Quel cane “strano” che a momenti rimaneva immobile, imperturbabile… pensava!
Troppo bello far fare gli esercizi a Ghost e poi approfittare del fatto che “bisogna liberarli per provare il fronte” (come chiede sempre quello strano tipo con la scritta sul petto) e poi far finta di non sentire il richiamo… e quante volte lo hai convinto a godere ancora un po’ della libertà –che cavolo vuoi che ti facciano? Pistola, aspetta un attimo a tornare!- per poi arrivare con quello sguardo che sbatteva di qua e di la… mi avete chiamato? Oh, io ero con lui non prendetevela con me, è lui quello che fa l’addestramento!

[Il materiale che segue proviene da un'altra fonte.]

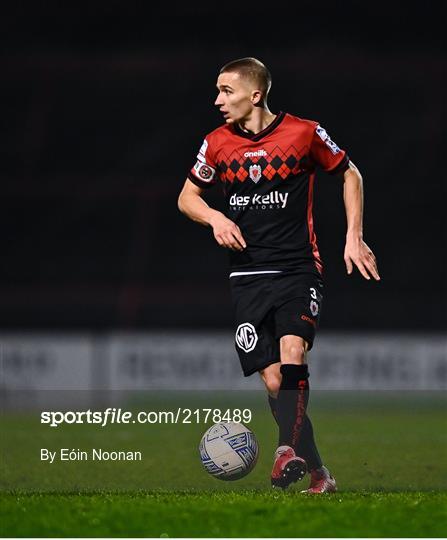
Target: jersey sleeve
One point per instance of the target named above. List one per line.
(204, 173)
(325, 152)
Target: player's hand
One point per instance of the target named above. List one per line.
(227, 233)
(358, 253)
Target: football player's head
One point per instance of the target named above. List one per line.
(242, 84)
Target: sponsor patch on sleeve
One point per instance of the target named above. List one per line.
(202, 151)
(322, 133)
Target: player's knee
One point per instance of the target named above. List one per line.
(293, 350)
(272, 383)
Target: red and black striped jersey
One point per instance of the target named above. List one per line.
(268, 182)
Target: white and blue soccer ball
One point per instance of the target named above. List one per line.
(229, 450)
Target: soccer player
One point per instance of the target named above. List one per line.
(266, 163)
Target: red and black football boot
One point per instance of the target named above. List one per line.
(287, 468)
(321, 481)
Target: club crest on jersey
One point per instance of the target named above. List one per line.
(255, 172)
(204, 171)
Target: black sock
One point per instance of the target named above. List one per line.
(273, 402)
(306, 448)
(292, 403)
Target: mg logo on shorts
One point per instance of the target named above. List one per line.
(246, 337)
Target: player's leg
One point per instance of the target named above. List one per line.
(287, 466)
(299, 300)
(306, 447)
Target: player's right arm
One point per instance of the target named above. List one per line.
(226, 232)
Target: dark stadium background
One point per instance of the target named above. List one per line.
(104, 107)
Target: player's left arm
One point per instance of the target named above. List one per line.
(357, 252)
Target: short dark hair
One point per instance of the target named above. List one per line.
(253, 69)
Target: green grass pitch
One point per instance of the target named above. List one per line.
(387, 451)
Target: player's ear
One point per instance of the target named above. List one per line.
(256, 97)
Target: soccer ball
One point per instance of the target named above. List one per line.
(229, 450)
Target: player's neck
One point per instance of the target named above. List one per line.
(259, 120)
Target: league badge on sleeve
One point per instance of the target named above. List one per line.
(323, 134)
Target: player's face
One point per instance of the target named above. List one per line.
(236, 98)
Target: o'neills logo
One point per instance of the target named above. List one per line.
(274, 197)
(258, 153)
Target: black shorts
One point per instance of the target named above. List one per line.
(269, 306)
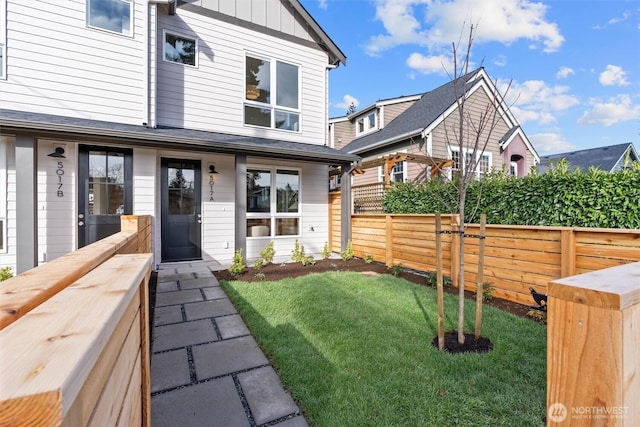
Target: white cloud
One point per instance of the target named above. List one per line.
(614, 110)
(439, 64)
(534, 100)
(347, 100)
(564, 72)
(550, 142)
(441, 22)
(613, 76)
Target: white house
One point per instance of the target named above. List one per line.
(209, 116)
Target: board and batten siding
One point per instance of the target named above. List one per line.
(57, 207)
(57, 65)
(210, 97)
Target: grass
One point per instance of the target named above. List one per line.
(356, 351)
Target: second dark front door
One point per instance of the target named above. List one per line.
(180, 213)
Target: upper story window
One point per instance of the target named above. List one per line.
(366, 123)
(483, 165)
(272, 94)
(111, 15)
(180, 49)
(3, 39)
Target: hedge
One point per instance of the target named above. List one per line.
(560, 197)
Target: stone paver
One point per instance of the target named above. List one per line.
(211, 398)
(231, 326)
(204, 404)
(215, 292)
(205, 309)
(178, 335)
(178, 297)
(198, 283)
(169, 370)
(267, 399)
(168, 314)
(225, 357)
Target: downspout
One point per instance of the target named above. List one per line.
(151, 29)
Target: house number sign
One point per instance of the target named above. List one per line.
(60, 173)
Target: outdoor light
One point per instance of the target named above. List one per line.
(58, 153)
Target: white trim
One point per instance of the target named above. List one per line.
(3, 195)
(130, 33)
(273, 215)
(166, 32)
(3, 39)
(272, 105)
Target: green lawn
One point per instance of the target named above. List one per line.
(356, 351)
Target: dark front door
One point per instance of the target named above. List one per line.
(105, 191)
(181, 218)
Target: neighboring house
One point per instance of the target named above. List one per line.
(412, 146)
(209, 116)
(609, 159)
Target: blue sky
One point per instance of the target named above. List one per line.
(574, 65)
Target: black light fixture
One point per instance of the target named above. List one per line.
(58, 153)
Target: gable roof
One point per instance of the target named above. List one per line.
(605, 158)
(47, 125)
(431, 106)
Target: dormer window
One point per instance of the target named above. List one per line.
(366, 123)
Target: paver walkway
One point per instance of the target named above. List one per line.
(206, 368)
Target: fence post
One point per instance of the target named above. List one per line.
(389, 241)
(593, 363)
(567, 253)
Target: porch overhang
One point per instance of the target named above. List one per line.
(75, 129)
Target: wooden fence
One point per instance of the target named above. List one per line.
(74, 338)
(516, 257)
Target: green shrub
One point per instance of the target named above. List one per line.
(268, 253)
(5, 273)
(326, 253)
(560, 197)
(298, 255)
(347, 254)
(237, 268)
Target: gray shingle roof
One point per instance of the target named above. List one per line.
(46, 125)
(415, 118)
(605, 158)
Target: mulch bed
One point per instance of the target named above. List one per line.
(274, 272)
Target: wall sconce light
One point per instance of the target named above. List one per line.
(58, 153)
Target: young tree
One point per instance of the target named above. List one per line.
(467, 135)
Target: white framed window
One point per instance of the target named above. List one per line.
(398, 172)
(272, 213)
(3, 39)
(3, 196)
(111, 15)
(483, 165)
(180, 49)
(367, 123)
(272, 94)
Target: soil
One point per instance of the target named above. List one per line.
(290, 269)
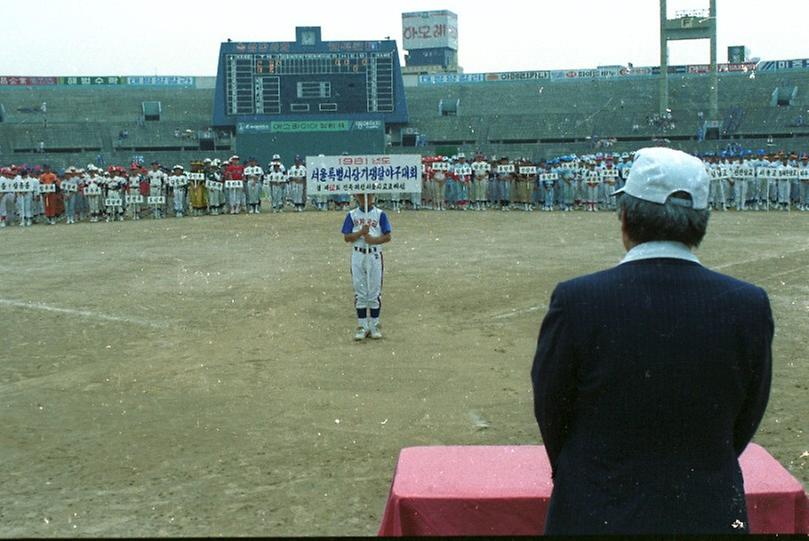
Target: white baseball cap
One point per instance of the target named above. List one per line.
(658, 172)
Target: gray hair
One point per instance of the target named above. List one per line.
(674, 220)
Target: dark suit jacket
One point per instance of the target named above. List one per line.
(650, 379)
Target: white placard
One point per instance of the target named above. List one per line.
(464, 171)
(505, 169)
(178, 182)
(789, 173)
(481, 167)
(337, 175)
(23, 186)
(745, 172)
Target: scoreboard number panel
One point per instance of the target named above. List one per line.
(279, 83)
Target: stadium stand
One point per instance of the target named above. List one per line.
(535, 119)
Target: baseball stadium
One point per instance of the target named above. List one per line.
(179, 349)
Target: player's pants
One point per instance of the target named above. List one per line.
(7, 205)
(717, 193)
(592, 194)
(214, 199)
(783, 192)
(502, 190)
(366, 276)
(277, 195)
(25, 205)
(94, 204)
(296, 192)
(179, 200)
(253, 192)
(480, 188)
(740, 188)
(548, 199)
(439, 200)
(234, 198)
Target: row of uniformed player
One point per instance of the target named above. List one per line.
(759, 181)
(745, 182)
(571, 182)
(210, 187)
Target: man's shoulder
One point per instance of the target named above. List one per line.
(693, 274)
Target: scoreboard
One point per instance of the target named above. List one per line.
(309, 79)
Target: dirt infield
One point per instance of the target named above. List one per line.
(197, 377)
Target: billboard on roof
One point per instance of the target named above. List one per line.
(430, 30)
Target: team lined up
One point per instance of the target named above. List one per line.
(744, 181)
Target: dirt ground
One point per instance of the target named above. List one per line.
(198, 377)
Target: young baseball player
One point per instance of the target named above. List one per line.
(367, 228)
(297, 183)
(254, 174)
(7, 197)
(277, 178)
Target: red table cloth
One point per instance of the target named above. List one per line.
(505, 490)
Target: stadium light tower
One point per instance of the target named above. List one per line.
(695, 24)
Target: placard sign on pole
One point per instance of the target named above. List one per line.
(440, 166)
(505, 169)
(337, 175)
(747, 173)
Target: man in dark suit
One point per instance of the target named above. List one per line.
(650, 378)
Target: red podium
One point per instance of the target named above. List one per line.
(505, 490)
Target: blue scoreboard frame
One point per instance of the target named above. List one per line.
(309, 79)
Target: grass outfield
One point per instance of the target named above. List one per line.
(198, 377)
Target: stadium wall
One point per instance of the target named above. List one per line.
(532, 118)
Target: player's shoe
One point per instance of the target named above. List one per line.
(361, 333)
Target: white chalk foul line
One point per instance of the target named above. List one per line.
(81, 313)
(516, 312)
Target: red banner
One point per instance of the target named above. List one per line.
(15, 80)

Nel frattempo, “quelli” si erano anche messi in testa di insegnare cose stranissime per ottenere un boccone, tu improvvisavi… ricordo quando, non sapendo casa fare, hai sbattuto la bocca ed hai realizzato in un attimo che “fare il pesce” rendeva un casino di bocconi… boia che figata fare “il pesce”, era diventato un cult, se i bocconi fossero stati euro saresti “partito” con un capitale in banca.
Parliamo dei viaggi? Ma quanto hai goduto a sfruttare gli spostamenti per accompagnare il plurimedagliato in giro per l’Europa? Ma neanche al tempo degli hippy, del “dito” nessuno è riuscito a sfruttare più passaggi di te.
Insomma, a mio avviso, nessun nome è stato più azzeccato: TORKYO… Si tu davvero hai saputo “torchiare” la vita: ci hai tirato fuori tutto ma proprio tutto quello che ti poteva offrire e lo hai fatto nel modo più giusto, più bello, senza negare niente a nessuno anzi, ma imparando a fare di ogni esperienza una occasione positiva, un momento di crescita e di arricchimento.
Alla fine, hai dato un’altra dimostrazione di “vita”: hai saputo ritirarti per tempo, come dice il proverbio, “meglio far invidia che compassione”, nessuno potrà avere un ricordo triste o brutto di te!
Alle volte proprio noi, gli umani, quelli che si considerano i più intelligenti, i più colti, furbi, siamo quelli che perdiamo anche la nostra dignità per compiacere…Tu invece eri così, prendere o lasciare, e sei piaciuto UN CASINO!
Ecco, anche tu, come tutti i tuoi amici pelosi che avete incrociato la mia strada mi hai insegnato molto, sto pensando molto a te in questi giorni e, almeno un piccolo grazie te lo dovevo!
Ciao Torkio.
PS. So che sei stato ricevuto da una pastora tedesca niente male: pelo al suo posto, colori giusti, fianchi possenti… hei bimbo, guarda che quella sa tutte le mosse di karate e poi… sei in Paradiso… e che cacchio un po’ di contegno!